Session 3: Embodiment and Settler Decolonization with Dr. Denise Nadeau
June 2, 2021
Exploring links between white body supremacy, private property, and how they shape settler colonial attitudes and behaviour.

Hosted by Glebe-St. James and the Eastern Ontario Outaouais Regional Council's "Reimagining Indigenous/Settler Relations" An Educational Series of Conversations - Wednesday, June 2, 2021 at 7:30 p.m. EST.

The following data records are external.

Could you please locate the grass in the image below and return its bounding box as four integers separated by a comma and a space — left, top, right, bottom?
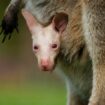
0, 85, 66, 105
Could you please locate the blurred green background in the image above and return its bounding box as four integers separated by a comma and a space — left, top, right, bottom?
0, 0, 66, 105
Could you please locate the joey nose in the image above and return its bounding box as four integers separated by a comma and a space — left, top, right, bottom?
41, 59, 49, 69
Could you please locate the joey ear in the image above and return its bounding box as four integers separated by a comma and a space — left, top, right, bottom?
52, 12, 68, 32
21, 9, 38, 32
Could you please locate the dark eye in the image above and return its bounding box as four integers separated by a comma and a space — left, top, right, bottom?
34, 45, 39, 51
51, 44, 58, 49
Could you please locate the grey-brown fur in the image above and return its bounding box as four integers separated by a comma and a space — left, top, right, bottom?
57, 3, 92, 105
81, 0, 105, 105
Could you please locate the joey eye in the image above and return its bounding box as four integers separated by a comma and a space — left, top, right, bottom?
34, 45, 39, 51
51, 44, 58, 49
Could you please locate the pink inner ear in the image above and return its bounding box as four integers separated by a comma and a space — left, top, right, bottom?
52, 13, 68, 32
22, 9, 37, 30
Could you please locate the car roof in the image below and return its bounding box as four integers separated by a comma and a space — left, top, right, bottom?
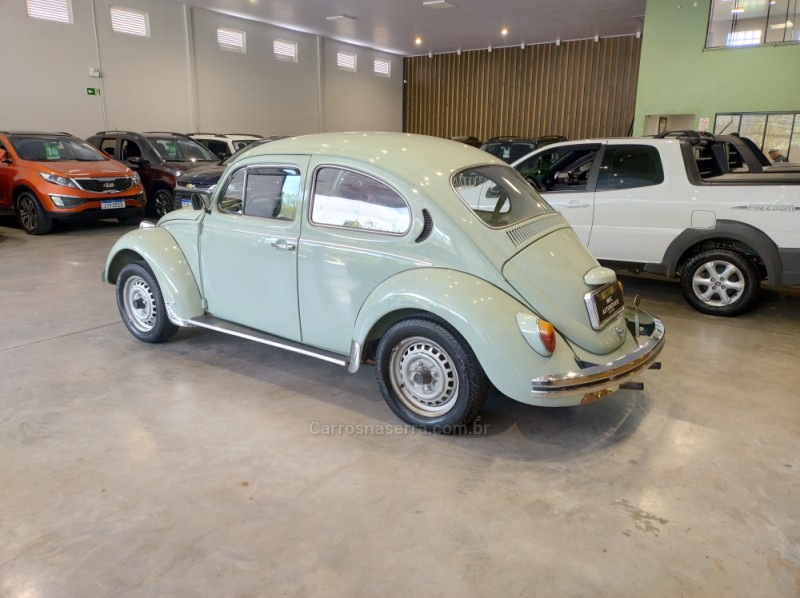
0, 131, 75, 137
244, 132, 507, 187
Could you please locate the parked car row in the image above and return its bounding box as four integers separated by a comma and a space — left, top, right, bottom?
0, 131, 145, 235
510, 131, 800, 316
0, 131, 272, 235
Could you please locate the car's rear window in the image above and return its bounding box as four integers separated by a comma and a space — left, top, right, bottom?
452, 165, 554, 228
9, 135, 108, 162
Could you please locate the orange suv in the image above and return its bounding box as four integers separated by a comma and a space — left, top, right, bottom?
0, 131, 145, 235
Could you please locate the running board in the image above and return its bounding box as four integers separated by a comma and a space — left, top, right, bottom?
188, 316, 347, 366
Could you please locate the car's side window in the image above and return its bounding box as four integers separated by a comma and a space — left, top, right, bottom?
218, 168, 245, 214
119, 139, 142, 160
205, 139, 231, 158
597, 145, 664, 191
311, 166, 411, 234
100, 137, 117, 158
244, 166, 300, 220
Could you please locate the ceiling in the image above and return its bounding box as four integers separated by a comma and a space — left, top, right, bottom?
180, 0, 645, 56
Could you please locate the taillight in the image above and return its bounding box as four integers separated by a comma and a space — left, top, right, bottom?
536, 320, 556, 353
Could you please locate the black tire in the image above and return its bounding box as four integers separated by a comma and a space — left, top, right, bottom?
681, 249, 761, 316
116, 262, 178, 343
147, 187, 175, 218
375, 319, 489, 434
15, 191, 53, 235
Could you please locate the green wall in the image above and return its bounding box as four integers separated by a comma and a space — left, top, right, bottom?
633, 0, 800, 135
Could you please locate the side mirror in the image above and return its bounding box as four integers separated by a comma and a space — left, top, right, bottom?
192, 193, 211, 211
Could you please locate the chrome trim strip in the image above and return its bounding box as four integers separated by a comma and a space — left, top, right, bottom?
347, 339, 361, 374
188, 316, 347, 366
531, 306, 664, 398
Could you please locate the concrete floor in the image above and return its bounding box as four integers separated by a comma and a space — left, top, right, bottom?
0, 218, 800, 598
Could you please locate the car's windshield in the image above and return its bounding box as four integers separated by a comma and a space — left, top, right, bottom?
146, 135, 219, 162
9, 135, 108, 162
452, 165, 553, 228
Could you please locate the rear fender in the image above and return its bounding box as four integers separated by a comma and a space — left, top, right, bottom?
350, 268, 575, 403
103, 227, 205, 326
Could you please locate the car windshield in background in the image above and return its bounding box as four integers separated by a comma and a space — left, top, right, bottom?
452, 165, 553, 228
146, 135, 219, 162
9, 135, 108, 162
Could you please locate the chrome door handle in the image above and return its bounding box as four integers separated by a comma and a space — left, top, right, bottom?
272, 239, 297, 251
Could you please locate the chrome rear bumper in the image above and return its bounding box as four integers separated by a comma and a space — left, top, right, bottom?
531, 305, 664, 402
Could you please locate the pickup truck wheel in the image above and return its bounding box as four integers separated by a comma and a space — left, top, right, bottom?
375, 319, 489, 434
16, 191, 53, 235
147, 187, 175, 218
681, 249, 761, 316
116, 262, 178, 343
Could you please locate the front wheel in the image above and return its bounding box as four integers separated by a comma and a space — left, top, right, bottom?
17, 191, 53, 235
375, 319, 489, 434
681, 249, 761, 316
116, 262, 178, 343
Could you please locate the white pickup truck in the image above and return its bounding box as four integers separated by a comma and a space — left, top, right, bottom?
513, 135, 800, 316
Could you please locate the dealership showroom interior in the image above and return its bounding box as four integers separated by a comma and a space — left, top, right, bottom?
0, 0, 800, 598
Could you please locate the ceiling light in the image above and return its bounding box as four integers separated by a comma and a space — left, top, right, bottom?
422, 0, 456, 10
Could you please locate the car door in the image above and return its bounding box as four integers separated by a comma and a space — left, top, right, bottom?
514, 143, 602, 245
0, 141, 17, 208
588, 143, 668, 262
199, 156, 309, 341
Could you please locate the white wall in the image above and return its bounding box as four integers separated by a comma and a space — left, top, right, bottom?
0, 0, 403, 137
0, 0, 103, 136
322, 39, 403, 131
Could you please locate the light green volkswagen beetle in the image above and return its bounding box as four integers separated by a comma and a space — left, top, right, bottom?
103, 133, 664, 432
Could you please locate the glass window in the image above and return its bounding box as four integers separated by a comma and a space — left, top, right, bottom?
311, 167, 411, 234
714, 112, 800, 164
8, 135, 107, 162
452, 165, 553, 228
147, 135, 219, 162
706, 0, 800, 48
244, 166, 300, 220
597, 145, 664, 191
219, 168, 245, 214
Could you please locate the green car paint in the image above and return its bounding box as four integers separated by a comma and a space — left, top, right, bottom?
104, 133, 664, 426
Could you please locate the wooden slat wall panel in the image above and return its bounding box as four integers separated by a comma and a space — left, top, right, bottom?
403, 36, 641, 139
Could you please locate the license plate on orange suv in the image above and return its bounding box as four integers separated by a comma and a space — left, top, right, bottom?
583, 282, 625, 330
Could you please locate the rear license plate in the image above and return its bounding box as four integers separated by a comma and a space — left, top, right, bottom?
583, 282, 625, 330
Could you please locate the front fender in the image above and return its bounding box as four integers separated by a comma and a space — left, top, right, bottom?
103, 226, 204, 326
351, 268, 575, 403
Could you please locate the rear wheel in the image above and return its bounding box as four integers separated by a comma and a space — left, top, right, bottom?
116, 262, 178, 343
681, 249, 761, 316
375, 319, 489, 434
17, 191, 53, 235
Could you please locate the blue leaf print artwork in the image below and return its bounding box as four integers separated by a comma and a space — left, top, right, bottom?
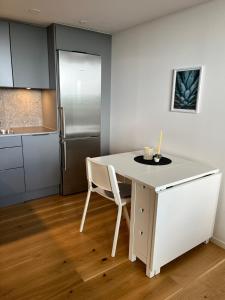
174, 69, 200, 110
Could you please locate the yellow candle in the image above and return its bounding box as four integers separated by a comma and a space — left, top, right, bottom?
157, 129, 163, 155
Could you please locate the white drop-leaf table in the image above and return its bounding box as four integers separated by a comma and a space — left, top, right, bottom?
92, 151, 221, 277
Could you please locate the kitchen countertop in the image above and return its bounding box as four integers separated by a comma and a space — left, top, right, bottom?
0, 126, 57, 137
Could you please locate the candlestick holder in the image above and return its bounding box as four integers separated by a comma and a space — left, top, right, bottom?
153, 154, 162, 163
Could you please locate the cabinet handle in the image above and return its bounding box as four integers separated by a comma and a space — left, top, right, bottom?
31, 133, 50, 136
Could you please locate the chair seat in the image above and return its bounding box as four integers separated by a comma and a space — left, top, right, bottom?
93, 183, 131, 204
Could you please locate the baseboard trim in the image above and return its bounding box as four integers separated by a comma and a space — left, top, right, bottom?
211, 237, 225, 249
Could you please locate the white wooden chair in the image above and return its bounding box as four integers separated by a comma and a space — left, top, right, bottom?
80, 157, 131, 257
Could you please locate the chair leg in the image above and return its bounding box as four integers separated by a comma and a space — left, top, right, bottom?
123, 205, 130, 229
111, 206, 122, 257
80, 190, 91, 232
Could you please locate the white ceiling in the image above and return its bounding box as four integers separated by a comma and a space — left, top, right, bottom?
0, 0, 211, 33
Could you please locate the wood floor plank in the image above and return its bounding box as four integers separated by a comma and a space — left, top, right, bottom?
0, 193, 225, 300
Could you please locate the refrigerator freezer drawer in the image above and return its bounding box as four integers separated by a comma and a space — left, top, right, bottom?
61, 137, 100, 195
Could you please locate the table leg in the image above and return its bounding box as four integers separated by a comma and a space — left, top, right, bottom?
129, 181, 136, 262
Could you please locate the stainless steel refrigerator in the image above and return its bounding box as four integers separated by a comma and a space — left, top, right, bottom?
58, 50, 101, 195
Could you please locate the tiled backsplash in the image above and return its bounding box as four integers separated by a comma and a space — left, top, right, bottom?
0, 89, 43, 128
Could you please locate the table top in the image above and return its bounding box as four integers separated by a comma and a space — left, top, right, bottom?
94, 151, 219, 192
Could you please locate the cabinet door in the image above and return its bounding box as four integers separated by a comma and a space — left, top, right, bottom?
22, 134, 59, 191
0, 21, 13, 87
10, 23, 49, 89
0, 168, 25, 198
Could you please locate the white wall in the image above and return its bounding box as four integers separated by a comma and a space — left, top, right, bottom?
111, 0, 225, 245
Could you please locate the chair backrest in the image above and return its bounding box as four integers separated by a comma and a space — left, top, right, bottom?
86, 157, 121, 205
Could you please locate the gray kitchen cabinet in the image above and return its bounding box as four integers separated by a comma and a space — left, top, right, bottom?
22, 134, 60, 191
0, 147, 23, 170
0, 168, 25, 198
0, 21, 13, 87
0, 135, 22, 148
10, 22, 49, 89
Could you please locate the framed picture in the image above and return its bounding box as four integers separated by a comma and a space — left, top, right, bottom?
171, 66, 203, 113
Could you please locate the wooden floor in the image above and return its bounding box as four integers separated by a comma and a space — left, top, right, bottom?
0, 194, 225, 300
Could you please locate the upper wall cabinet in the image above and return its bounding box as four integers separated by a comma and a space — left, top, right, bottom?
0, 21, 13, 87
10, 23, 49, 89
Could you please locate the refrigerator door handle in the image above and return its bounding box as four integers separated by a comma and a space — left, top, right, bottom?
59, 106, 66, 138
63, 141, 67, 171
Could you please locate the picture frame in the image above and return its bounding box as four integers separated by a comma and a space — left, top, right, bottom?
170, 66, 203, 113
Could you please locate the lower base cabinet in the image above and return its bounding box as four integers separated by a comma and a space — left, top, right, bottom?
0, 168, 25, 198
22, 133, 60, 192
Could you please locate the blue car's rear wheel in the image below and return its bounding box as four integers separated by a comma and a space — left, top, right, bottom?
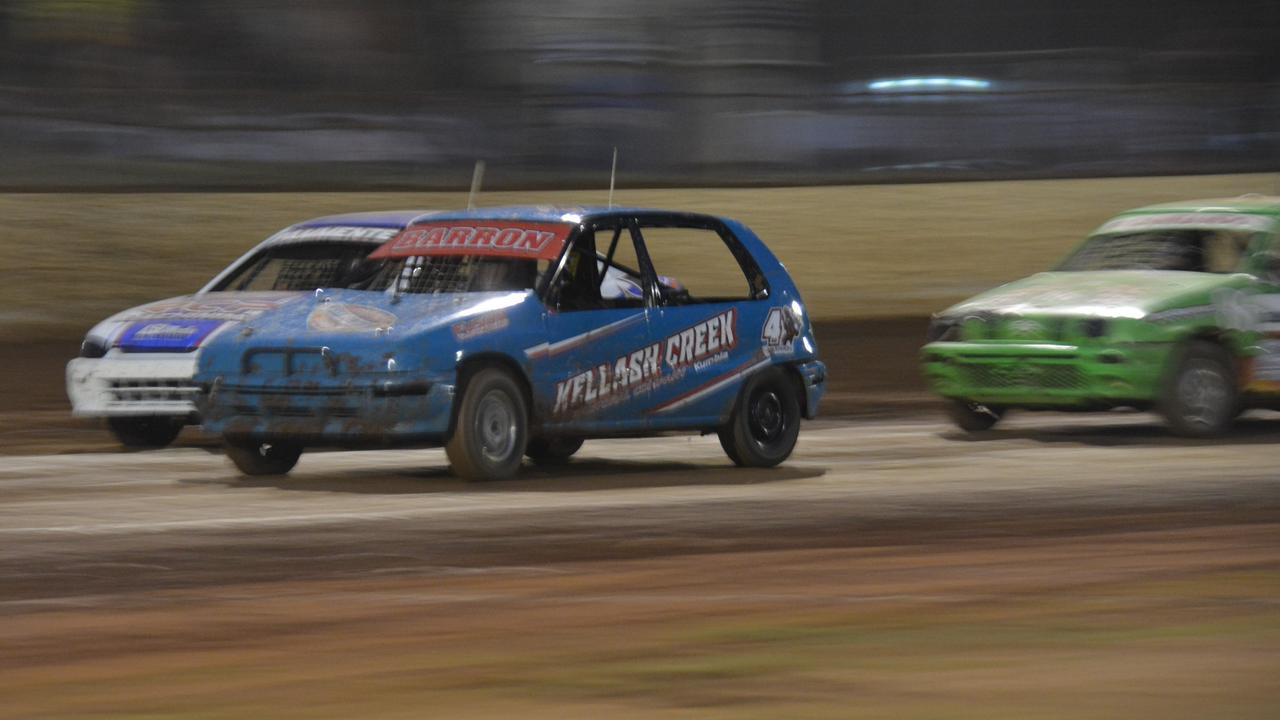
718, 368, 800, 468
224, 442, 302, 475
444, 368, 529, 480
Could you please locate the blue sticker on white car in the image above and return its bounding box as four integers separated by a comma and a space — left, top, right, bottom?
119, 320, 224, 352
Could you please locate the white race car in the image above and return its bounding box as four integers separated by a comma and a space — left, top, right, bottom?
67, 210, 430, 448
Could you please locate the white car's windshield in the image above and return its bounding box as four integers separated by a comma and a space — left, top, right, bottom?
1057, 229, 1249, 273
212, 242, 376, 291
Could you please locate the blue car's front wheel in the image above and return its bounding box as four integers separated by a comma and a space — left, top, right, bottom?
444, 368, 529, 480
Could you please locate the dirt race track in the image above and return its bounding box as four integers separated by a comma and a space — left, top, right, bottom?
0, 331, 1280, 719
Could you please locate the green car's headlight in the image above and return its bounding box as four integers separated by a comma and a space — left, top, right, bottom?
924, 316, 960, 342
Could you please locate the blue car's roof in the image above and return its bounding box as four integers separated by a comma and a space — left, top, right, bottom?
293, 210, 434, 228
412, 205, 723, 223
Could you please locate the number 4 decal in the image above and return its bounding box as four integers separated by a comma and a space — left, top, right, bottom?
760, 307, 800, 351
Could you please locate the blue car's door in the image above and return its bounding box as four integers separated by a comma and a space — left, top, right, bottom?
525, 220, 662, 434
636, 215, 777, 429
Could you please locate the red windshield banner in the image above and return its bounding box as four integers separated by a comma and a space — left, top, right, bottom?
369, 220, 573, 260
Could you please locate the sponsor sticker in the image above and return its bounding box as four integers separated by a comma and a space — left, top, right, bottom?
307, 302, 397, 333
122, 293, 293, 320
264, 225, 399, 242
119, 319, 223, 352
1094, 213, 1274, 234
553, 307, 737, 415
369, 220, 572, 260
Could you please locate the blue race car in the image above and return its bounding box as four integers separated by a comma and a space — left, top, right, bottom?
196, 208, 826, 479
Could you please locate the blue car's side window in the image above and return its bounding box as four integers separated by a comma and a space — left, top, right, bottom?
526, 222, 660, 432
636, 218, 771, 428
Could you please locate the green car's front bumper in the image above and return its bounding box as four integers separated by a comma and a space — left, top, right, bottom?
920, 341, 1170, 410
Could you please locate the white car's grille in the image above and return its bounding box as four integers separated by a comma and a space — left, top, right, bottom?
108, 378, 198, 402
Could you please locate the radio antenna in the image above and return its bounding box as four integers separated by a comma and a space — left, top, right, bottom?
467, 160, 484, 210
609, 145, 618, 208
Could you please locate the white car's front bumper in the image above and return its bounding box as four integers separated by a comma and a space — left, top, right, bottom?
67, 351, 198, 418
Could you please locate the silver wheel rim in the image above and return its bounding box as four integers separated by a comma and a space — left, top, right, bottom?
748, 391, 787, 445
476, 391, 516, 462
1178, 365, 1230, 427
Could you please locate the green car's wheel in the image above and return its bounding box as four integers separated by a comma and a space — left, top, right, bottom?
106, 415, 187, 450
225, 442, 302, 475
444, 368, 529, 480
525, 437, 584, 465
947, 400, 1005, 433
1160, 341, 1240, 437
718, 368, 800, 468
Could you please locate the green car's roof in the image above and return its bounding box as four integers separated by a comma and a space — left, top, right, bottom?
1121, 195, 1280, 215
1092, 195, 1280, 234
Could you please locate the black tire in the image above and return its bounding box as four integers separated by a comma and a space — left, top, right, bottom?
106, 415, 187, 450
947, 400, 1005, 433
525, 437, 584, 465
224, 442, 302, 475
718, 368, 800, 468
444, 368, 529, 480
1158, 341, 1240, 437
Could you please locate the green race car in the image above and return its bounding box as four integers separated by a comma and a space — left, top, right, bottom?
920, 196, 1280, 437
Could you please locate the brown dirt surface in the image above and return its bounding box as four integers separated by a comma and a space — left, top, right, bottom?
0, 515, 1280, 720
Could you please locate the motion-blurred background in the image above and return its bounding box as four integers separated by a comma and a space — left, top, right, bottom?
0, 0, 1280, 191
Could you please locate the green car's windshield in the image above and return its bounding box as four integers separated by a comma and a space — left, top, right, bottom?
1057, 229, 1249, 273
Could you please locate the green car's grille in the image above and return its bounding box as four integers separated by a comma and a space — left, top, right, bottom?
957, 364, 1085, 389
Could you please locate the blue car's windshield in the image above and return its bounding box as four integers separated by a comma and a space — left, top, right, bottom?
366, 255, 548, 295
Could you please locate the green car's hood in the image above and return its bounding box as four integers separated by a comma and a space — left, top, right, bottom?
942, 270, 1247, 318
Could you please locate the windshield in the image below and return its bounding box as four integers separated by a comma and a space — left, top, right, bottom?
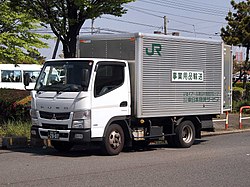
35, 60, 93, 92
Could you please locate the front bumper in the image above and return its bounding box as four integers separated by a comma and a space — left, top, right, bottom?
31, 126, 91, 143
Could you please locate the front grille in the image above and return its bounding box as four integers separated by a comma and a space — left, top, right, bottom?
42, 123, 68, 130
40, 131, 69, 138
39, 111, 70, 120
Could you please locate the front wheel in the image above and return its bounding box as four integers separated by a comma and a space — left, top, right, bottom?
174, 120, 195, 148
102, 124, 124, 156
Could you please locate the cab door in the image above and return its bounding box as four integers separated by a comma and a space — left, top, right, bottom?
91, 61, 130, 138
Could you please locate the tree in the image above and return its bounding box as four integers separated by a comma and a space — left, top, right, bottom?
11, 0, 134, 58
221, 0, 250, 87
0, 0, 50, 64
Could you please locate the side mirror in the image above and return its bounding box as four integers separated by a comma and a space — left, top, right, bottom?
23, 73, 30, 87
81, 69, 89, 87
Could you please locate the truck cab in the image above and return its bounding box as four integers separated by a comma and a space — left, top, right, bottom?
30, 58, 131, 154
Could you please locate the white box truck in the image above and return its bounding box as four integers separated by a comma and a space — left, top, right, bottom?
27, 33, 232, 155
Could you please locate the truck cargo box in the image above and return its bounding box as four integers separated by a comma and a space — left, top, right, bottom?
78, 33, 232, 118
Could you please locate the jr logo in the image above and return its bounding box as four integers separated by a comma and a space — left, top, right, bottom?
146, 44, 161, 56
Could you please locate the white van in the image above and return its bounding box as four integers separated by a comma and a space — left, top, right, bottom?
0, 64, 42, 90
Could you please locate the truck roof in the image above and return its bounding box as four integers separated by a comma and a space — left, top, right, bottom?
79, 32, 222, 43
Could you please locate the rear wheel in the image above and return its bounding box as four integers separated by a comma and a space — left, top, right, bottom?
51, 141, 73, 152
174, 120, 195, 148
102, 124, 124, 156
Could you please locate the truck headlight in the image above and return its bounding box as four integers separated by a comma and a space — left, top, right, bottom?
72, 110, 91, 129
30, 109, 38, 119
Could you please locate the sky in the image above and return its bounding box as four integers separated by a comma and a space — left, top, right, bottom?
40, 0, 236, 59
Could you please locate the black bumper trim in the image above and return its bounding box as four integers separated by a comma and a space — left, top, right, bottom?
31, 126, 91, 143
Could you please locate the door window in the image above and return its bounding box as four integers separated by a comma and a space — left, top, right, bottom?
94, 63, 125, 97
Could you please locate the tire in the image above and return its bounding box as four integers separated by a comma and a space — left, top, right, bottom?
102, 124, 124, 156
51, 141, 73, 152
174, 120, 195, 148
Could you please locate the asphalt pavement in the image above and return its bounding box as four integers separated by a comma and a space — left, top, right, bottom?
0, 113, 250, 149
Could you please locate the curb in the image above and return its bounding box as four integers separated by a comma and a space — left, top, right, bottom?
0, 129, 250, 149
0, 136, 28, 149
201, 129, 250, 137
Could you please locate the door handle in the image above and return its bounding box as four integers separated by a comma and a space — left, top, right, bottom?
120, 101, 128, 107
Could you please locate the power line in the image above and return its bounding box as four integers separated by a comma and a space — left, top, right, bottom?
124, 5, 225, 24
101, 17, 161, 28
140, 0, 225, 16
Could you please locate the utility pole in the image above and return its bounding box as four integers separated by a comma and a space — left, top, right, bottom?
163, 16, 168, 35
91, 18, 95, 34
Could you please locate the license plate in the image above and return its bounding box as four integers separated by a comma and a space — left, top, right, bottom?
48, 131, 59, 140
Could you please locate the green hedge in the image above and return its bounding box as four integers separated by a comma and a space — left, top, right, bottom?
0, 89, 31, 124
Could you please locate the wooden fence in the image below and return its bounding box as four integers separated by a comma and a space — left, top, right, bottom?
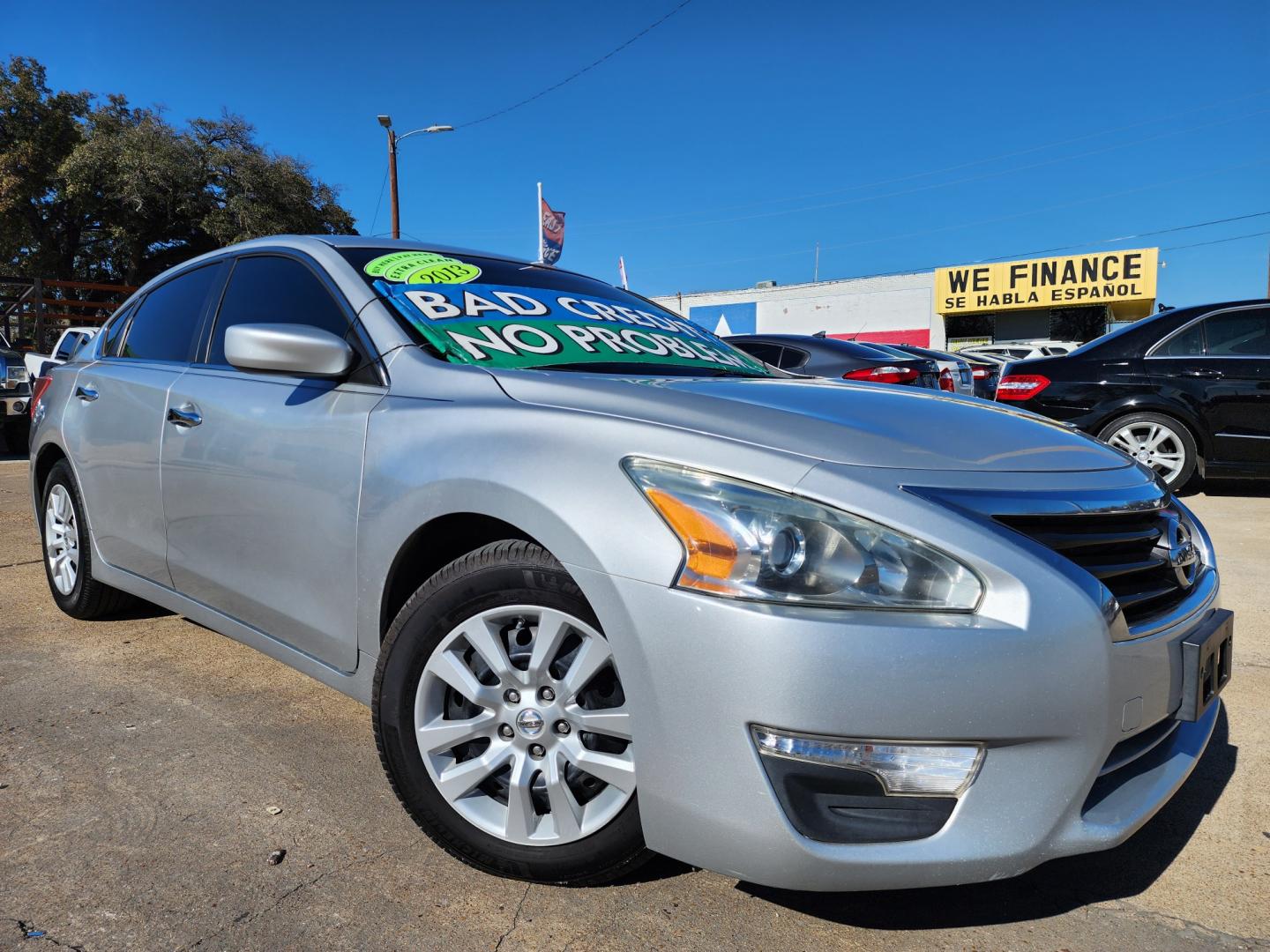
0, 274, 136, 353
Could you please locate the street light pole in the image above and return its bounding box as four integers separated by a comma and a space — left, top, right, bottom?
377, 115, 455, 239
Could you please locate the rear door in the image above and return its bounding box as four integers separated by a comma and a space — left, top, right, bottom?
1149, 307, 1270, 470
161, 254, 386, 672
63, 263, 223, 585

What do our bodies have to do with decolonization? In this session we focused on how white body supremacy and the institution of private property shape settler colonial attitudes and behaviour. Decolonization of the body needs to be addressed before settlers can begin to engage with Indigenous ethics of relationality and reciprocity and what Indigenous sovereignty means.
Dr. Nadeau
is an educator, writer and activist of mixed European ancestry from Quebec, currently living in unceded Lkwungen territory on Vancouver Island. She is an Affiliate Assistant Professor in the Religions and Cultures Department at Concordia University in Montreal. She is the author of the recently released Unsettling Spirit: A Journey into Decolonization( MQUP, 2020). Denise is a trained somatic movement therapist and this work informs her research and practice interests which include include Indigenous- settler relations, decolonization of the body, the politics of trauma and the deconstruction of whiteness and settler colonialism in Christianity.